Over 2006–2010, total investment is expected to reach an average of 38.5% of GDP, with a little over half of it originating in the domestic and foreign private sector. (The private sector provided 46% of all investment in 2001–2005.) Further improvement in the business environment should pave the way for greater private investment and employment. With investment performing such a significant role in the economy, assuring its quality is a significant policy issue and underscores the importance of improving financial intermediation with the reform of SOCBs and the development of stock and bond markets. The shift toward a higher share of private investment should improve the productivity of capital, since private companies will screen investments more rigorously, given their focus on profitability. In the public sector, the quality of (mainly infrastructure) investment may improve now that budget allocations are more transparent, with closer scrutiny by the National Assembly and People’s Councils.

The restructuring of state enterprises is expected to enhance their productivity. Available data suggest that in 2003, 1,004 state enterprises (23% of the total) either incurred a negative return on equity or were insolvent. Another 1,153 (27%) earned a 10% or more return on equity. This suggests that payoffs to reform within the sector, either through liquidation or bringing the laggards closer to good practice, are high. A study involving the World Bank has found that the productivity and earnings of enterprises in Viet Nam generally pick up sharply after equitization.

AFTA and WTO commitments are likely to preserve the momentum toward domestic reforms. Further removal of tariff and nontariff trade barriers and barriers to FDI will facilitate the introduction of new technology, increased productivity, and the development of a more competitive economy. Moreover, when it does join WTO, Viet Nam will be eligible for most-favored nation treatment by WTO members and no longer be subject to quotas—a crucial point for the textile and clothing industry (as well as footwear to some degree).

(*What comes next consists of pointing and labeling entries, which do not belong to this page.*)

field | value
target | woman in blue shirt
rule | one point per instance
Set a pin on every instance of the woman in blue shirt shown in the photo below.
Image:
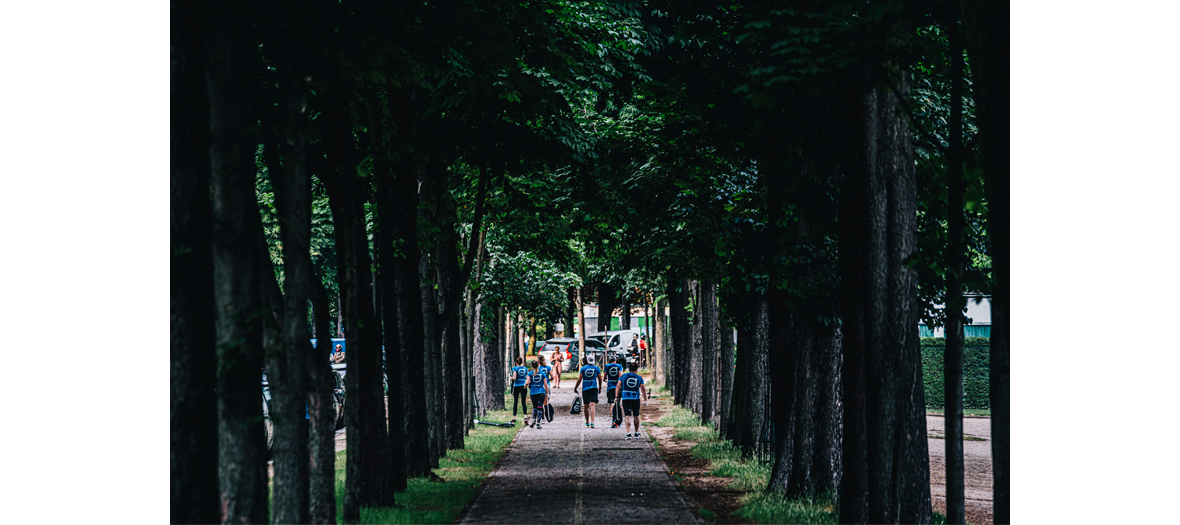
(630, 391)
(519, 375)
(590, 378)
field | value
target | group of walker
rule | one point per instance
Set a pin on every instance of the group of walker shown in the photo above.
(622, 388)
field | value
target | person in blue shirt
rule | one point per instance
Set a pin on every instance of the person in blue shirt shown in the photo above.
(613, 372)
(545, 369)
(519, 376)
(538, 389)
(630, 392)
(590, 378)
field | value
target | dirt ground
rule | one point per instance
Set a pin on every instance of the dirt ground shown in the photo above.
(705, 491)
(714, 493)
(976, 461)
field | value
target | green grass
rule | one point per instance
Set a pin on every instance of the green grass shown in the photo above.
(679, 417)
(965, 438)
(774, 507)
(426, 501)
(977, 412)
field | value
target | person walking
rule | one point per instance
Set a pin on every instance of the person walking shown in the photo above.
(538, 389)
(590, 378)
(643, 350)
(519, 376)
(613, 372)
(557, 367)
(631, 392)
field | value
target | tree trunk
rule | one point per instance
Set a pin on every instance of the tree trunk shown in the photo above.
(739, 402)
(607, 304)
(237, 294)
(431, 347)
(192, 422)
(660, 373)
(679, 371)
(989, 47)
(450, 371)
(956, 248)
(708, 349)
(877, 236)
(624, 316)
(366, 481)
(289, 372)
(322, 425)
(761, 437)
(726, 375)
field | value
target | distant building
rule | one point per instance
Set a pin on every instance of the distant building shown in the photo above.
(978, 319)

Domestic risks to the scenario outlined above include a possible slippage in the Government’s commitment to implementing reforms and controlling corruption, which would discourage investment. This risk currently appears low, considering the AFTA and WTO commitments, acceleration in recent years of the restructuring of state enterprises, financial sector development, promotion of the private sector, and current action to control corruption. The authorities are also more explicit in recognizing the benefits of further market-oriented reforms, as indicated in policies outlined in the socioeconomic development plan for 2006–2010. Another risk is that the authorities may attempt to buy growth with directed lending through SOCBs. Strong credit expansion would also put upward pressure on inflation and could lead to higher levels of nonperforming loans, particularly as banks and the state-owned Development Assistance Fund have limited risk-management capability. A third potential problem is a shortage of power, given a high 14–15% estimated annual growth in demand. A reliance on hydropower generation, which accounts for 56% of power supply, leaves the energy sector vulnerable. A prolonged drought in 2005 led to utilization rates at some hydropower facilities falling to around 20%. Failure to meet energy demand and to reduce reliance on this type of power could undermine growth.